Attention to detail has been a key feature of the wedding preparations which have been ongoing now for months and which finally were seen by us all on Friday. I have seen modern-day Bezalels working patiently and painstakingly to create things of beauty. The wedding cake was a triumph in detail. From a photograph of the couple sent in advance, the cake maker (Lisa of Crossgates Cakes) made icing figures of the bride and groom, complete with camera around her neck and earrings in her ears, with glasses and beard coloured exactly to match the photo. The grand piano was made with painstaking detail and the icing figure of the groom positioned perfectly with hands on the keys and foot on the pedal.
Similarly, Ruth Coombs laboured (or played, depending on one’s perspective!) over flower arrangements, making the bouquet for the bride and corsages for bridesmaids and mothers that combined Stacey’s favourite flowers and colours, with tiny details such as silver initials and glittery pins that added sparkle.
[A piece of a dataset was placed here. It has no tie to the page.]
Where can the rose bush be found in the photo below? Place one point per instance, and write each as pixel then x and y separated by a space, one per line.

These details were incorporated into the flower arch at church and the flower arrangements throughout the building. Stephen’s comment was ‘every time I look at them, I notice more details.’ Few people will have had the time to stand and take in all the details, but to an artist, that doesn’t matter. The attention to detail they give is part of their offering, seen by God even if unnoticed by people.
Each person brought their own talents and vision. Julie Stead’s nimble fingers worked on folding napkins into lilypads. If you think that’s easy, you should have seen my attempts at doing exactly the same thing! Ruth Pettitt nudged us all in the right direction for hanging pompoms and hearts and worked tirelessly on sewing the backdrop which was in place for one day only. Claire and her husband from Chappell2Venues tied bows over chair covers to create this stunning visual effect, providing a ‘wishing well’ for cards and sweet trolley which added those finishing touches which people remember long after things are cleared away.
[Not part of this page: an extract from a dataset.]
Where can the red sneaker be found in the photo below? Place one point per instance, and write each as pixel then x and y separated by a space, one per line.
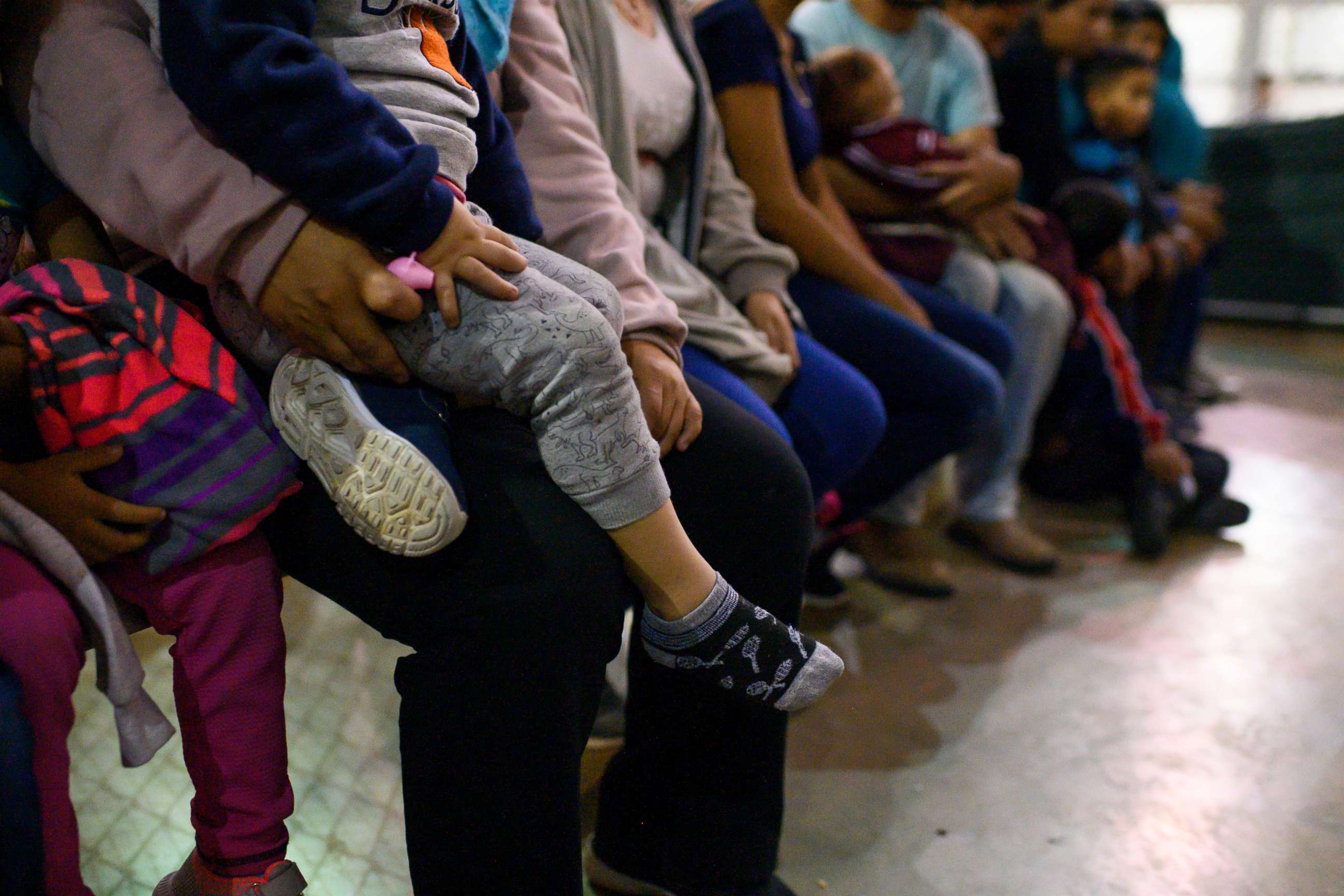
pixel 195 879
Then there was the musical guest book – an innovative idea from Stacey which nonetheless required precision and accuracy to satisfy the musicians among us. Thanks go to India Walker for carefully cutting out the treble clefs to size and to Stephen, not only for writing the music, but for measuring everything out and making sure it all made sense. Stacey, not a musician, said at one point, ‘It doesn’t have to be perfect’, at which point all the musicians in the household nearly exploded! Artists really do care about the fine detail, even when we wished Stephen had written the song in C major, not F major, so that we did not have to cut out all the B flat signs on the board!
Many may think such details are trivial and unimportant. If God reckoned that the construction of the tabernacle deserved these five chapters in Exodus, however, we didn’t mind the time and effort spent on creating a day to remember and thank all those who helped in every way, from the most artistic to the most mundane, for every single detail was needed and valued.